There are many ways to get information in the city. One is file freedom of information requests. Another way is to just ask the workers what they are doing.
Each time I go by a new location with one of those boring crews drilling a hole into the street, I stop my bike or walk up and chat to the crew. What are you finding? Is it all limestone down there or are there soft spots? Can you identify fault lines and fissures? Any nasty surprises like big underground rivers? Vaults of money under the Bank of Canada building? Political bodies burried deep? UnCivil Service secrets?
The crews are friendly, and willing to talk for a few minutes with someone who is, for a change, not complaining.
Their answer is always the same: pure limestone. No rivers, nor money.

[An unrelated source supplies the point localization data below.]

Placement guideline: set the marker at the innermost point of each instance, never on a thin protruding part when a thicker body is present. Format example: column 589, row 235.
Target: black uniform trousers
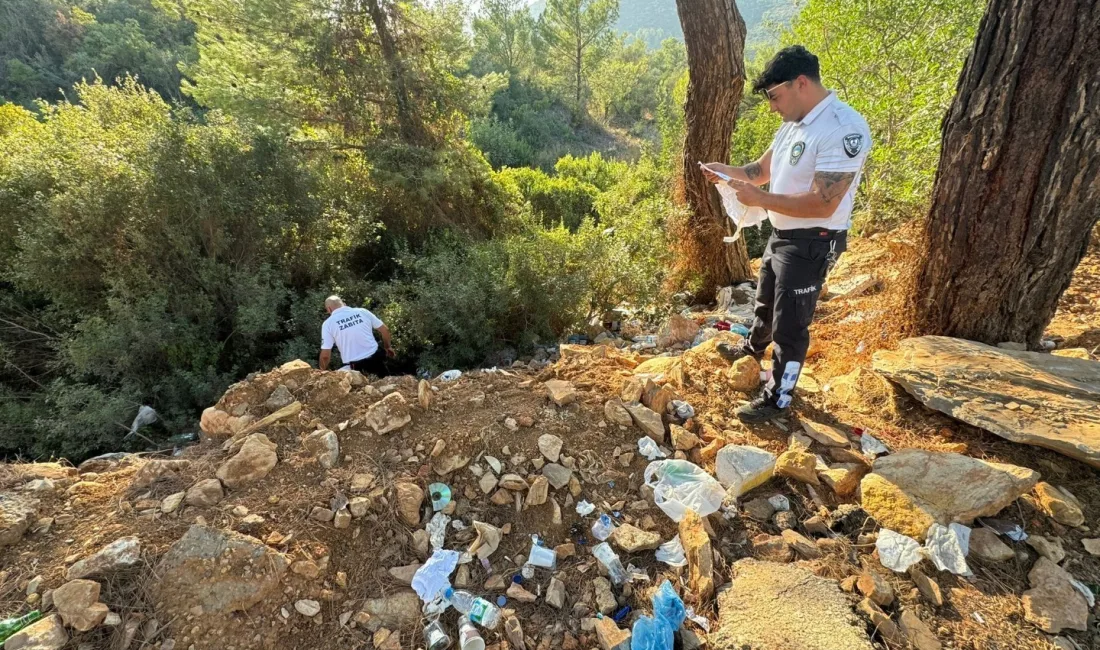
column 792, row 272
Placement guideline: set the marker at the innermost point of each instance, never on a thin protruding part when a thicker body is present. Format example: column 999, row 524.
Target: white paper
column 435, row 575
column 947, row 548
column 897, row 551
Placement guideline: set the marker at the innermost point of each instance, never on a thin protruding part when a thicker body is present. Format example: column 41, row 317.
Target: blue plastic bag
column 656, row 632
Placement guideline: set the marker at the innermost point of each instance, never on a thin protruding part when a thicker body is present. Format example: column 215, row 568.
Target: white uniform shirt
column 832, row 138
column 351, row 329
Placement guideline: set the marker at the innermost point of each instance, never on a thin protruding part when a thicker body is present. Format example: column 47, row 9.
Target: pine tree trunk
column 408, row 119
column 1018, row 189
column 714, row 34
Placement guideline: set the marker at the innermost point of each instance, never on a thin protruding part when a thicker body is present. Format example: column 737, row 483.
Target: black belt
column 809, row 233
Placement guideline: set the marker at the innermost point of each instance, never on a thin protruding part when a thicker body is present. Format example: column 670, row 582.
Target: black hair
column 789, row 64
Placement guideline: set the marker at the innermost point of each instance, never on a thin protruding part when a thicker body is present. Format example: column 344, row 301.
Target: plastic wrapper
column 680, row 486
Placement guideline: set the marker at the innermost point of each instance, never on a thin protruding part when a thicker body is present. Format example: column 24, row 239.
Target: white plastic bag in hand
column 738, row 212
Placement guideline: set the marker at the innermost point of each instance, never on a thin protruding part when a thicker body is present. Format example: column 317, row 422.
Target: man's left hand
column 748, row 194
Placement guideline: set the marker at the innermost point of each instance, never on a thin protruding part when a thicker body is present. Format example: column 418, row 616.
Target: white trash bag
column 680, row 486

No burried political bodies.
Note that I did not happen to run across them when they were drilling near the Rideau Centre and Campus Stations, where geomapping tells us to expect discontinuities and faults, so in those areas they will be identifying the boundaries of these expected events.
Here’s a snap of a big tunnel boring machine at work. It’s not in Ottawa, unfortunately, we are still drilling small bore holes. It’s sort of appropriate for small town bores like me.
The above pic is still of some educational value. It shows the rock face being bored. It shows the big curved forms being put in place immediately this side of the rock face; concrete stuff is pumped in behind the forms to make the finished tunnel surface. The concrete tunnel advances lock step with the boring operation. If Ottawans could stop bitching about the previous tunnel decisions, we could maybe move on with the current plans.
I think I may have seen sampling operations like this in a couple of different eastern Ottawa locations…
This is fascinating. I remember hearing that the boring company believed it would only take 9 months to cross the downtown because of the ease of boring through limestone. I wish they would get on with it.